Paper Title
Imbalanced Datasets in Defect Prediction
Abstract
Data pre-processing is important in software defect prediction. Despite achievements in defect prediction, data reliability remains an issues because of class imbalance; the success of a prediction study relies on the quality of data utilized. In this paper, we present a data pre-processing technique that can accurately identify defective and defect-free modules in a dataset and renders the dataset suitable for defect classification. We applied a top-down technique that considers datasets as a unit to identify both the defective and defect-free classes on 10 projects from the PROMISE repository.
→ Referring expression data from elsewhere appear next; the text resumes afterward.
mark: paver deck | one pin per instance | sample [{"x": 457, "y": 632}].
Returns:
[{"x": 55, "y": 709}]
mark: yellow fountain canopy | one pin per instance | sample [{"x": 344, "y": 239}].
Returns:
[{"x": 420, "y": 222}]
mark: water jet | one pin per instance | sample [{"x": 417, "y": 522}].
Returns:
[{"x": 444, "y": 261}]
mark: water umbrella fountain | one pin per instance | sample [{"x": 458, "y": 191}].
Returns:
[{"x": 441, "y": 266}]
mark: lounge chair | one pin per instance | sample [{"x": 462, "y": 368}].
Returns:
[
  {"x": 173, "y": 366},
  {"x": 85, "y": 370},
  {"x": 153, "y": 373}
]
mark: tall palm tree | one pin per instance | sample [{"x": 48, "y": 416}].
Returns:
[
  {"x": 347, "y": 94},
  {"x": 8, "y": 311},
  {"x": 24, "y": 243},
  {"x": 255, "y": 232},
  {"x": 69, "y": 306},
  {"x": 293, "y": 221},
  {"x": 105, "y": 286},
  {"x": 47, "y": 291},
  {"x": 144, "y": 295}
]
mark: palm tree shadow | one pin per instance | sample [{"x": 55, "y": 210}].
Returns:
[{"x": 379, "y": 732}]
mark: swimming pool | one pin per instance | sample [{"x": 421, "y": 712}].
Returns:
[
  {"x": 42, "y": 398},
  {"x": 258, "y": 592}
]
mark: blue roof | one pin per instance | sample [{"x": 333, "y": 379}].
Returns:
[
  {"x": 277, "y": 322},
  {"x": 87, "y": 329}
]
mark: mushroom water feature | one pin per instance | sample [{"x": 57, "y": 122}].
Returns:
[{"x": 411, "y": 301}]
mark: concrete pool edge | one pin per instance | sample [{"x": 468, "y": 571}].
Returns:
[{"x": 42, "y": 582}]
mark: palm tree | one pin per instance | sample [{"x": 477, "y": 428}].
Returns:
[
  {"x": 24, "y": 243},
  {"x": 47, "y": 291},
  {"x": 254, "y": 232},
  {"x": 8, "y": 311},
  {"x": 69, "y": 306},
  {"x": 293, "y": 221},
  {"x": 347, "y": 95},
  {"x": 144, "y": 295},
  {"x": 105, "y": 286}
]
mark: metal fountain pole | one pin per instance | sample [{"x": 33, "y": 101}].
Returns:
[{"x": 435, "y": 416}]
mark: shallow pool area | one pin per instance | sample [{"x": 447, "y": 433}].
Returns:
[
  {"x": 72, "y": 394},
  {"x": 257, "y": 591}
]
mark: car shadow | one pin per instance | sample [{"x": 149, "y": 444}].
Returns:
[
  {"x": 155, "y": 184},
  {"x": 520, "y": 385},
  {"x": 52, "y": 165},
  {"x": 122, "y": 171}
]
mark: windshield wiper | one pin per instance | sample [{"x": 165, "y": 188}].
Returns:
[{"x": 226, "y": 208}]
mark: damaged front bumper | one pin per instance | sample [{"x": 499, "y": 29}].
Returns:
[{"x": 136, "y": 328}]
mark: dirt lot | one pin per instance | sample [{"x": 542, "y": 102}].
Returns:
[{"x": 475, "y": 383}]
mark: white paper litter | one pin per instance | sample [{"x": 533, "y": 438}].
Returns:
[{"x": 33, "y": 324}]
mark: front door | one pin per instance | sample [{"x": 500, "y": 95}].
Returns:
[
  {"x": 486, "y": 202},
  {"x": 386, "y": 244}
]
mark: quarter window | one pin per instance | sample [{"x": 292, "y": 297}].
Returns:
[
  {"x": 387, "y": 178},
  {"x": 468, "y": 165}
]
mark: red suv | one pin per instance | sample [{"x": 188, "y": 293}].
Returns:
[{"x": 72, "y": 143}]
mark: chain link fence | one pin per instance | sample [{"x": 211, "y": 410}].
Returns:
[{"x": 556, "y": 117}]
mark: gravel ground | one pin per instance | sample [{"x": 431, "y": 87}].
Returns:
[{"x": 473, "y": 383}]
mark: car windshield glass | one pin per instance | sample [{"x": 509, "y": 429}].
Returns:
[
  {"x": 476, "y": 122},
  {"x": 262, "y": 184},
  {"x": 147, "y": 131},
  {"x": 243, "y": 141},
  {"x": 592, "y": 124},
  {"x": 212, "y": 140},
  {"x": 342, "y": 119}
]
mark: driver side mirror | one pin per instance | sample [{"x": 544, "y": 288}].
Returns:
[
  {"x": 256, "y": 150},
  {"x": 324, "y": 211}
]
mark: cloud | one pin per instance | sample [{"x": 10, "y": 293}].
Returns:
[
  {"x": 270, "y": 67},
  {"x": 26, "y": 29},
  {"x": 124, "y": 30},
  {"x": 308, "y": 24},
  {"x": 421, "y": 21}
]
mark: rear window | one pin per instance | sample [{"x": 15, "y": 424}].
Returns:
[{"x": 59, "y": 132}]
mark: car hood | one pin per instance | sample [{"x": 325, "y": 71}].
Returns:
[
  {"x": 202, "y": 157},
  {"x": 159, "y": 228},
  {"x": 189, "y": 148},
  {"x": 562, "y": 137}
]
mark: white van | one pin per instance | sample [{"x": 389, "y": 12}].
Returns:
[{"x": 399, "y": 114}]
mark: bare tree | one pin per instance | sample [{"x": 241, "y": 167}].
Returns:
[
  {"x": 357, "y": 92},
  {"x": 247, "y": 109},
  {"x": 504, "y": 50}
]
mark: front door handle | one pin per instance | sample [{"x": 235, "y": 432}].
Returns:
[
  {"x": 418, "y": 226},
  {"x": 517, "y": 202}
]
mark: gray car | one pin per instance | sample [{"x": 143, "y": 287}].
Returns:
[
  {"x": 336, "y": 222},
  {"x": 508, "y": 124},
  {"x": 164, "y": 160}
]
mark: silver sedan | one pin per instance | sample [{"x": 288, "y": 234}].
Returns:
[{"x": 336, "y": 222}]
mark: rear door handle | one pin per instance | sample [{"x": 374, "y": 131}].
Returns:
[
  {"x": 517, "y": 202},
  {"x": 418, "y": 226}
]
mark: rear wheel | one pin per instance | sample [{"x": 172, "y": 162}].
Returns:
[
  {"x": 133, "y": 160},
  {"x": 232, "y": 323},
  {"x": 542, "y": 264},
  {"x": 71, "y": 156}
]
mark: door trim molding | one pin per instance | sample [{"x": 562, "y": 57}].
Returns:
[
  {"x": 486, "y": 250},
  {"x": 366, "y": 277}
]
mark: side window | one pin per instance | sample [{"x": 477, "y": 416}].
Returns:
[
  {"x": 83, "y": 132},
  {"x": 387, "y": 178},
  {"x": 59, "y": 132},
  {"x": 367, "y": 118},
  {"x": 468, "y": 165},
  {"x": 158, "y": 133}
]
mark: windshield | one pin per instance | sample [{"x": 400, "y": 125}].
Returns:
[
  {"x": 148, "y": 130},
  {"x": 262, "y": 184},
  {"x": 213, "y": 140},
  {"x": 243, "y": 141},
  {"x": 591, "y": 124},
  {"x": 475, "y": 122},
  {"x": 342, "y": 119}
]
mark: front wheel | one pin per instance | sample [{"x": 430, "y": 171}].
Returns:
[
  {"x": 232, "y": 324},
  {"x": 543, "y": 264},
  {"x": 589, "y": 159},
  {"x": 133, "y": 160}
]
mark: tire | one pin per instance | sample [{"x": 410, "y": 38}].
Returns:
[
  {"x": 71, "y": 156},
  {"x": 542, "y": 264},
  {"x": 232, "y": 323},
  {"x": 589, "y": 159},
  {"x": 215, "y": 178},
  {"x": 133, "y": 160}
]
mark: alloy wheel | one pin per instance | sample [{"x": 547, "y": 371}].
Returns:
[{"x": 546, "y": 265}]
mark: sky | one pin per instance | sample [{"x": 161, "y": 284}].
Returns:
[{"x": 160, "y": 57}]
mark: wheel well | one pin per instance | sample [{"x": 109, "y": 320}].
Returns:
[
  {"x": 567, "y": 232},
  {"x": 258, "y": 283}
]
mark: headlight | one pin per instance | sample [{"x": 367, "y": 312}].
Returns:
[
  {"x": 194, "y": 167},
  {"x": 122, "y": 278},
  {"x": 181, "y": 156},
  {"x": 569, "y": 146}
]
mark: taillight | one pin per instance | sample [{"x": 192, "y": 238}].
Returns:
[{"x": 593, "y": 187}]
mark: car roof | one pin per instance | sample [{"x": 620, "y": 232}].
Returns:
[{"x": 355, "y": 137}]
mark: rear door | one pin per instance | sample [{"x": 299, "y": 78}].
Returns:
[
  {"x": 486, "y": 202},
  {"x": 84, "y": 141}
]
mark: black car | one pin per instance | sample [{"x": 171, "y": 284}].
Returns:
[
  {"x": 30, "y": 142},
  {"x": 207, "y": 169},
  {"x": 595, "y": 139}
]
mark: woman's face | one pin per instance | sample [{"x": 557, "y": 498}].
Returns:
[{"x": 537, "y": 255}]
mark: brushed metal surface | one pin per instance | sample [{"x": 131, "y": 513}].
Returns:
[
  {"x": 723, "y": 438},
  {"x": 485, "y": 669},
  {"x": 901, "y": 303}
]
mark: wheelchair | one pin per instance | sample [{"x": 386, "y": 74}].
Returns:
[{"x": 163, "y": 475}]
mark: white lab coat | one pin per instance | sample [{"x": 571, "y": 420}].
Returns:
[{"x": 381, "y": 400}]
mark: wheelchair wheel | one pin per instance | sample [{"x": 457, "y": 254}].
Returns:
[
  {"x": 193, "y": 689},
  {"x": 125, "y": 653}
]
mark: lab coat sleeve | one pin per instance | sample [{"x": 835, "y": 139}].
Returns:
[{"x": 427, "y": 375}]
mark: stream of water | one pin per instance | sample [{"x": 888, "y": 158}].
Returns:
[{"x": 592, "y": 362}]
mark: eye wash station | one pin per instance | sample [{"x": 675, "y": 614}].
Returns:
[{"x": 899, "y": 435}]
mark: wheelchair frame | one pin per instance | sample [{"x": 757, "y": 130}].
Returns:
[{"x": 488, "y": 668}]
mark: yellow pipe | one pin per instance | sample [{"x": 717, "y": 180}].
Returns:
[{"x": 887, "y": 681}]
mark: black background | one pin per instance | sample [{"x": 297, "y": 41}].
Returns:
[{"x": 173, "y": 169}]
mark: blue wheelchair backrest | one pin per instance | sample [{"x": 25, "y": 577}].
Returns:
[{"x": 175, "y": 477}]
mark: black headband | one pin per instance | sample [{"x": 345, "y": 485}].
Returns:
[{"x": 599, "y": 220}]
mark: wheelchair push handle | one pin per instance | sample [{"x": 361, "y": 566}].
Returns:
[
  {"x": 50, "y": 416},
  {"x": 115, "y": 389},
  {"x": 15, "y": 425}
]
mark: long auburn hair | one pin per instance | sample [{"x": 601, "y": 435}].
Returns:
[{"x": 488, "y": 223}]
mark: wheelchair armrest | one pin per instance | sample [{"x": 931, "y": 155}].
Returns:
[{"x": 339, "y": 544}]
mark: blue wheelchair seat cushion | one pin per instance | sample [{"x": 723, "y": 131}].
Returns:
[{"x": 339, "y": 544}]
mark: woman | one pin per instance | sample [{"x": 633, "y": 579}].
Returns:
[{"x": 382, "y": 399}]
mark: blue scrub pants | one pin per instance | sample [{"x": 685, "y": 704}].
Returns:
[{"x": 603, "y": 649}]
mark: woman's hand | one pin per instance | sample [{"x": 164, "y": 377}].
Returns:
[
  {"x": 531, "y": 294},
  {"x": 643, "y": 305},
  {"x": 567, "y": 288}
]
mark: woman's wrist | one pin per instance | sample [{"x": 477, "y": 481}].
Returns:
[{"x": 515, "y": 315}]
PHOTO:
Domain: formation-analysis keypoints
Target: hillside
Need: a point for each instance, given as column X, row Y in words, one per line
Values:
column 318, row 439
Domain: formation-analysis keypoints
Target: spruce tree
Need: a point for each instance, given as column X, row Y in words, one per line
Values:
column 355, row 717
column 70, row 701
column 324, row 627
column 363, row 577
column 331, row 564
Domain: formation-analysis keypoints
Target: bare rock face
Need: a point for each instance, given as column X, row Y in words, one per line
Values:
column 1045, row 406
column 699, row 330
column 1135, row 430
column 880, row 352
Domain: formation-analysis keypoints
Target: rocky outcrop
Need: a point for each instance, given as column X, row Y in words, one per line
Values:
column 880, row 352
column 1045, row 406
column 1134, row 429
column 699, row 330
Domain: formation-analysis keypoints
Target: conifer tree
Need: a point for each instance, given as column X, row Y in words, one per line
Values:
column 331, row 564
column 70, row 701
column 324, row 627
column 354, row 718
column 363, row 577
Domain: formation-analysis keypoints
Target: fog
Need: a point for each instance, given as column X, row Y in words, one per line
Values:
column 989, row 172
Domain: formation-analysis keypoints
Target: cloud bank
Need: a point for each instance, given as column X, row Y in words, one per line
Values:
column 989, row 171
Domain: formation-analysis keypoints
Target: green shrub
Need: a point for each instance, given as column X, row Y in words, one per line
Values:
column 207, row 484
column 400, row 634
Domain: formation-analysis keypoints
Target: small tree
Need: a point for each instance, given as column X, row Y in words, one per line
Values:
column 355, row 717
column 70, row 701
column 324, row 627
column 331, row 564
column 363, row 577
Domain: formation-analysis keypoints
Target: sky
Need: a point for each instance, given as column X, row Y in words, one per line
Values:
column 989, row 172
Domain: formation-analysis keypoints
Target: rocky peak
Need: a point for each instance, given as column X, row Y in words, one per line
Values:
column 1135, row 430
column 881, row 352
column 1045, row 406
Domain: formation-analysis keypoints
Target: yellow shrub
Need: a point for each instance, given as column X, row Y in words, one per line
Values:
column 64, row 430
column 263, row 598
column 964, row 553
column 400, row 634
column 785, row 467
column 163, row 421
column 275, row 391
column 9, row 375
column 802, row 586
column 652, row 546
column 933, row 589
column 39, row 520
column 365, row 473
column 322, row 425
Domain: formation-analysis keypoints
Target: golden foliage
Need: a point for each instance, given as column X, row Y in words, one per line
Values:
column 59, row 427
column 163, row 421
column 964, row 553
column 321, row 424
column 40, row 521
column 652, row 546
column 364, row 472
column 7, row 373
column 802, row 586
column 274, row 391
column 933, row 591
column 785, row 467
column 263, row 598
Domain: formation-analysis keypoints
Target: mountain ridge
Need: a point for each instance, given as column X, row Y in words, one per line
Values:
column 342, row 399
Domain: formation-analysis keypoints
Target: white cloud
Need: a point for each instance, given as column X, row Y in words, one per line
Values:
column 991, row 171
The support vector machine classifier achieved an average classification accuracy and specificity of 89.78% and 98.90%; the neural network classifier achieved an area under the receiver operating characteristic curve, Brier score, MCC, precision, and g-mean of 83.53%, 15.12%, 34.37%, 63.04%, and 41.87%; respectively; the naïve Bayes classifier achieved a recall, and a J-coefficient of 78.53% and 31.89%, respectively, and the K-nearest-neighbors classifier achieved an average information score of 36.14%. This manuscript calls for the need to properly pre- process datasets before they are applied in machine learning studies to avoid misleading results.
Keywords - Machine Learning, Data Pre-processing, Classification Algorithms, Defect Prediction, Imbalanced Data.